Note
Access to this page requires authorization. You can try signing in or changing directories.
Access to this page requires authorization. You can try changing directories.
Subdomain takeovers are a common threat for organizations that regularly create and delete many resources. A subdomain takeover can occur when you have a DNS record that points to a deprovisioned Azure resource. Such DNS records are also known as "dangling DNS" entries. Subdomain takeovers allow malicious actors to redirect traffic intended for an organization’s domain to a site performing malicious activity.
The risks of subdomain takeover include:
- Loss of control over the content of the subdomain
- Cookie harvesting from unsuspecting visitors
- Phishing campaigns
- Further risks of classic attacks such as XSS, CSRF, or CORS bypass
To learn more about subdomain takeover, see Prevent dangling DNS entries and avoid subdomain takeover.
Azure App Service provides name reservation and domain verification tokens to prevent subdomain takeovers.
How App Service prevents subdomain takeovers
Upon deletion of an App Service app or App Service Environment (ASE), the corresponding DNS is forbidden from reuse except by subscriptions that belong to the tenant of the subscription that originally owned the DNS. Thus, the customer has some time to either clean up any associations or pointers to the said DNS or reclaim the DNS in Azure by recreating the resource with the same name. This behavior is enabled by default on Azure App Service for *.chinacloudsites.cn and *.appserviceenvironment.cn resources, so it doesn't require any customer configuration.
Example scenario
Subscription A and subscription B are the only subscriptions that belong to tenant AB. Subscription A contains an App Service web app test with DNS name test.chinacloudsites.cn. Upon deletion of the app, only subscriptions A or B are able to immediately reuse the DNS name test.chinacloudsites.cn by creating a web app named test. No other subscriptions are allowed to claim the name right after the resource deletion.
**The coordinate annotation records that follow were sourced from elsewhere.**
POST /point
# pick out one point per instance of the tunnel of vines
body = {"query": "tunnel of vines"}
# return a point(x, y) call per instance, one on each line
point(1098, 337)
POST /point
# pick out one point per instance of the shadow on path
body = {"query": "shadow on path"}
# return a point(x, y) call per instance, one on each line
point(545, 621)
How you can prevent subdomain takeovers
When creating DNS entries for Azure App Service, create an asuid.{subdomain} TXT record with the domain verification ID. When such a TXT record exists, no other Azure subscription can validate the custom domain or take it over unless they add their token verification ID to the DNS entries.
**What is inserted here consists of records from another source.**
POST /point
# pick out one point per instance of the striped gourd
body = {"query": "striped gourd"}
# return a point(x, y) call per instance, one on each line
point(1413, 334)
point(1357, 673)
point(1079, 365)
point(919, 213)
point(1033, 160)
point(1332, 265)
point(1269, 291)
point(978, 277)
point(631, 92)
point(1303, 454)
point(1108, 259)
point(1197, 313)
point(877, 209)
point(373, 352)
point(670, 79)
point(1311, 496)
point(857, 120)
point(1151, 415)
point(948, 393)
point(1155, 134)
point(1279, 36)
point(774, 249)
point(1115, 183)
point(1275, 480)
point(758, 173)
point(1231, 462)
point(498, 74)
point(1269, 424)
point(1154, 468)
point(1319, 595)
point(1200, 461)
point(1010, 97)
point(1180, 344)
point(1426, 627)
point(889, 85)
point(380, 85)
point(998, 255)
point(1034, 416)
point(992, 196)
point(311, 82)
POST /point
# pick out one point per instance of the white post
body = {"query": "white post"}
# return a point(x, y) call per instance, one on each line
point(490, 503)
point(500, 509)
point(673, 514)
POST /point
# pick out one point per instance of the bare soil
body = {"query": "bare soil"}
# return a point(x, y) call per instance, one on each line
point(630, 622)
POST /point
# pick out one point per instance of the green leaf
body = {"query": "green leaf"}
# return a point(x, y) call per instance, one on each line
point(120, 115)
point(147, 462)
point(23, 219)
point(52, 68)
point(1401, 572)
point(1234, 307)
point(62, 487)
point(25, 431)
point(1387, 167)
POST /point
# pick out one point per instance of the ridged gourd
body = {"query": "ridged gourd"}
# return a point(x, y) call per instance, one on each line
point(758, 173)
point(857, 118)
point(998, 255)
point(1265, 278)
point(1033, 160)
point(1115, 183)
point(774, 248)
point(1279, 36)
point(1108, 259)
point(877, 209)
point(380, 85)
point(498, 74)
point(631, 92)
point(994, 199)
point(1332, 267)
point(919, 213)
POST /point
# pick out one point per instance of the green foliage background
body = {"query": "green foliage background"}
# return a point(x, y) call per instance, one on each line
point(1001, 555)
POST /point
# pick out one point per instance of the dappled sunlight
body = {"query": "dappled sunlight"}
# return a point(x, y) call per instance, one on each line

These records prevent the creation of another App Service app using the same name from your CNAME entry. Without the ability to prove ownership of the domain name, threat actors can't receive traffic or control the content.
DNS records should be updated before the site deletion to ensure bad actors can't take over the domain between the period of deletion and re-creation.
To get a domain verification ID, see Set up an existing custom domain in Azure App Service.